Please tell him if he carries on in that vein, he will take all of her adventurous spirit out of her and she will and up an anxious, timid, joyless child, constantly scared of what terrible consequence may occur after every little thing that she does. (have watched a relative do this with their DC who has become just that after being constantly hovered over as a toddler and told "careful"just about everytime they moved :( )

CouthyMow · 06/06/2013 07:29

Isn't it part of the EYFS curriculum that the DC's have to have free access to outside spaces? Don't CM's now have to follow the EYFS curriculum...?

Surely this is just one of life's little accidents?

OP, your DH is going to have a heart attack or an aneurism when your DD gets to Reception age...

TantrumsAndBalloons · 06/06/2013 07:51

.....or if she takes up a sport when she is older.

3 football playing children equals far too much time in X-ray/fracture clinic/doctors/walk in centre Grin

BabyMakesTheBoobiesGoLeaky · 06/06/2013 07:57

If your dh continues like this he is going to become that parent. The one who makes fuss and commotion over minor things, the one other parents and teachers roll their eyes at. He may make your dd a bit socially outcast too.
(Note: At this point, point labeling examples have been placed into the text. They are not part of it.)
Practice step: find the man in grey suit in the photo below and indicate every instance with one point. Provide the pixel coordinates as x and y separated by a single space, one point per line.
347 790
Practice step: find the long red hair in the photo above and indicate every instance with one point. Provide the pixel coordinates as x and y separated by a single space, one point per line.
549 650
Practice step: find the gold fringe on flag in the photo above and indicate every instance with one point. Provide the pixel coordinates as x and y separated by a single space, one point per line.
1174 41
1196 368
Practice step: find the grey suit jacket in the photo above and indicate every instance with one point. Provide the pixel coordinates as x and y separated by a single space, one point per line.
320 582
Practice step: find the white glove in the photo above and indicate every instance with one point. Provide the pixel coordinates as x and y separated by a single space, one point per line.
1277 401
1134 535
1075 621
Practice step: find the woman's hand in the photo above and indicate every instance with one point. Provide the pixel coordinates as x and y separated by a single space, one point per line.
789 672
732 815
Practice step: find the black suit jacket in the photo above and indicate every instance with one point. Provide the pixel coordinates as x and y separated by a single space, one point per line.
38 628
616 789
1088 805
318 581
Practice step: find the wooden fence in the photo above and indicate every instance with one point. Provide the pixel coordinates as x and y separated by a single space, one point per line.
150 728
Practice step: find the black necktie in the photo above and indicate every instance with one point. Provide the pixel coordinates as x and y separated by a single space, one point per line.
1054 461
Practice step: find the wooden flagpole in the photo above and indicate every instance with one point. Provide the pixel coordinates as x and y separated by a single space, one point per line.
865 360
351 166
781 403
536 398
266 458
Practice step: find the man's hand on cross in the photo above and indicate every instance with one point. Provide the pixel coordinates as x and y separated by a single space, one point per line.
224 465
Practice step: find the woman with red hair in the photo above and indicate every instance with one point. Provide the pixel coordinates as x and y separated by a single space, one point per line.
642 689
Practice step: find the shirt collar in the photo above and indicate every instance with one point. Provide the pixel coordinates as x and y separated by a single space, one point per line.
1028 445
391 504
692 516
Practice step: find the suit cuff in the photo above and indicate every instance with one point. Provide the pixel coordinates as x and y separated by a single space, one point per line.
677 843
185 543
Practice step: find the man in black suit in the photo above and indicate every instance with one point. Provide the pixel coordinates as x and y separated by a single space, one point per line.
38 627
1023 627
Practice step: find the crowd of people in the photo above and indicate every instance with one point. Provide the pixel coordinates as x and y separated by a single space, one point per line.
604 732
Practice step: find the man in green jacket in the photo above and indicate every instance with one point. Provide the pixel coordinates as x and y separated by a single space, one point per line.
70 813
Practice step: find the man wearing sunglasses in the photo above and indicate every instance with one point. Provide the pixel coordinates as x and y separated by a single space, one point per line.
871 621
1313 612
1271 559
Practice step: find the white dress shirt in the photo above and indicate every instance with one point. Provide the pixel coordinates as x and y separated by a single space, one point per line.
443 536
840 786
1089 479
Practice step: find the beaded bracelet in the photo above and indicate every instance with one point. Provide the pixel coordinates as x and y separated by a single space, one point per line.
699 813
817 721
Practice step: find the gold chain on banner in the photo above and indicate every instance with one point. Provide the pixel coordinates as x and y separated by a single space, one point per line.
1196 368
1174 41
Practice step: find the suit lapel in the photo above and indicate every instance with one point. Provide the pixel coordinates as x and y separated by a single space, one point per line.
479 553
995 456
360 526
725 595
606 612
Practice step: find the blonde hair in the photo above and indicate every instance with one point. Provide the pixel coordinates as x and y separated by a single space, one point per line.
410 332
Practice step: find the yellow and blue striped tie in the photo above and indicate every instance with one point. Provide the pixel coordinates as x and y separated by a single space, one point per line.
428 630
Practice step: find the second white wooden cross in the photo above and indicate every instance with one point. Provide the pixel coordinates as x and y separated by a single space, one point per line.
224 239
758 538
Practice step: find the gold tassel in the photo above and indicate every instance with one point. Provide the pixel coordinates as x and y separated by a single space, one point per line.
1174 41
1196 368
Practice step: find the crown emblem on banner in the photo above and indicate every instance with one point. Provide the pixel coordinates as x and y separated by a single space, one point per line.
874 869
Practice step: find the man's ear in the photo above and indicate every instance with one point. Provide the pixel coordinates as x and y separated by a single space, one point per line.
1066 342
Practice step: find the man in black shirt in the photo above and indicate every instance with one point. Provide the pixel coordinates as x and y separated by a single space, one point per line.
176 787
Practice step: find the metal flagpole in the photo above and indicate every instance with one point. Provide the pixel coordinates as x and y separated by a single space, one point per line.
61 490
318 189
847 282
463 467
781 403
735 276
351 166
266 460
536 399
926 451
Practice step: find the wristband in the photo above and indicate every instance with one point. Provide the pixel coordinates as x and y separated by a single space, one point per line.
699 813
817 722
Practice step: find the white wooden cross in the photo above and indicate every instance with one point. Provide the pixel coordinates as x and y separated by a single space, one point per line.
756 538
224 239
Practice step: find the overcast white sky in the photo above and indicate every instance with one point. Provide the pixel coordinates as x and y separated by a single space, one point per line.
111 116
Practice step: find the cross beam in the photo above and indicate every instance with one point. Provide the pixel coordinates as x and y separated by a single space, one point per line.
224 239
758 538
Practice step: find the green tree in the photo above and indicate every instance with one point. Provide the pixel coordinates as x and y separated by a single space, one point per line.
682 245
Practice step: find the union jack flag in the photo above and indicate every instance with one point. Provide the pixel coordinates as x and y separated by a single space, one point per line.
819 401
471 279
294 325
No one will want to invite her for a play date in case she bumps herself and they get called negligent. I've seen it happen. A CM friend of mine had a little boy with her with a dad who loved to make a fuss. She was always at fault according to him,when his ds wet himself and threw a tantrum when she tried to change his clothes,meaning he was in them for about 15 mins by the time he calmed down,he threatened ss so she gave them notice.
A couple of years later his ds was in the same class as dd. It wasn't long before he had a petition set up to get the teacher fired (yes I realise I may completely out myself right now) because she told his son to wait his turn at the pencil sharpener. It was apparently unacceptable and compromised his learning because he needed his pencil sharpening. When approached to sign the petition I politely said no as did a lot of parents.
Anyway the point is,his ds does not receive birthday invitations or play date invites because of him,no parent wants to deal with him. Its not fair on his ds but its the dads fault.

Gigondas · 06/06/2013 08:06

Gadabout I don't think this Is a big issue as numerous other posters have agreed.

Af makes some good points . I would add that you mentioned dh not completely happy with cm as care option and wants mil so could this un/consciously be way to achieve this by undermining cm.

MulberryJane · 06/06/2013 08:15

Your DH sounds like a liability and if I was your childminder I would be running for the hills. If you choose to leave your child in the care of someone else then you have to trust them, not jump on them for every little thing. The childminder was clearly honest about the situation, if your DH is going to act like that then its going to get worse. I'd organise another form of childcare until your DH gets a grip. If he wants his MIL then this childminder is never going to be good enough and I dread to think what 'allegations' will be made in order to get you to change your mind. You are being unfair on the childminder.